Well last saturday I went up to my college and picked up some magnolia leaves, I wanted some leaf litter, some of the leaves were a little too big but I liked the outcome. I also found out that 1. walmart will give you all the film canisters you want if you just ask for their old ones and 2. Lowes has a discount plant rack that most of the plants on are 2 dollars and below. I picked up an african mask plant as well as Golden pothos _Epipremnum aureum_, and Berry Allusion nephthytis _Syngonium podophyllum_. I got another brom from Home Depot, for 5 bucks so I couldn't let this guy go, all the others looked so raggedy and I just had to save it!!
Here are some pics of the new additions, let me know what you think!!!
























And finally an FTS


----------



## macadlo (May 14, 2010)

"Ok, today I made the some good progress. I managed to get the entire background covered with coco even though I made it harder on myself with the positioning of my cork tube!!"

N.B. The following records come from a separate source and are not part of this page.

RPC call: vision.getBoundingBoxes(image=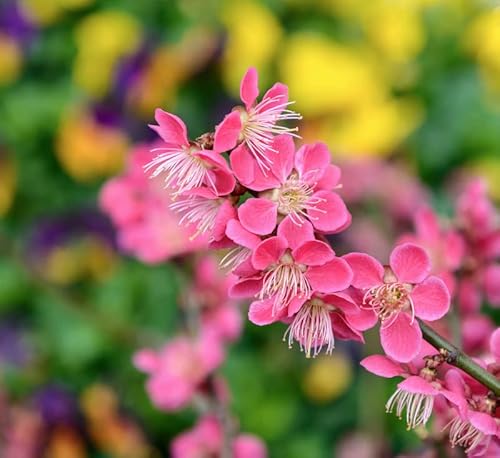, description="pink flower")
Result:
[399,207,465,291]
[170,415,267,458]
[231,135,351,235]
[232,216,352,316]
[99,145,207,263]
[145,108,235,196]
[133,333,224,410]
[344,243,450,362]
[361,348,465,429]
[248,292,377,358]
[214,68,302,173]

Hello there, I´d like to know what did you use to stick the coco to the wall. Thanks for the answer and keep up the good work


----------



## Evan Keller (Dec 4, 2008)

I just used the classic GE II silicone and coco trick, spread the silicone on and just smash as much coco as I could in one spot.... easier said than done sometimes!!


----------



## GiganticLips (May 25, 2010)

Looking really good Ev, can't wait to see it in person.


----------



## Evan Keller (Dec 4, 2008)

hahaha thanks bro, don't worry you'll see it soon enought


----------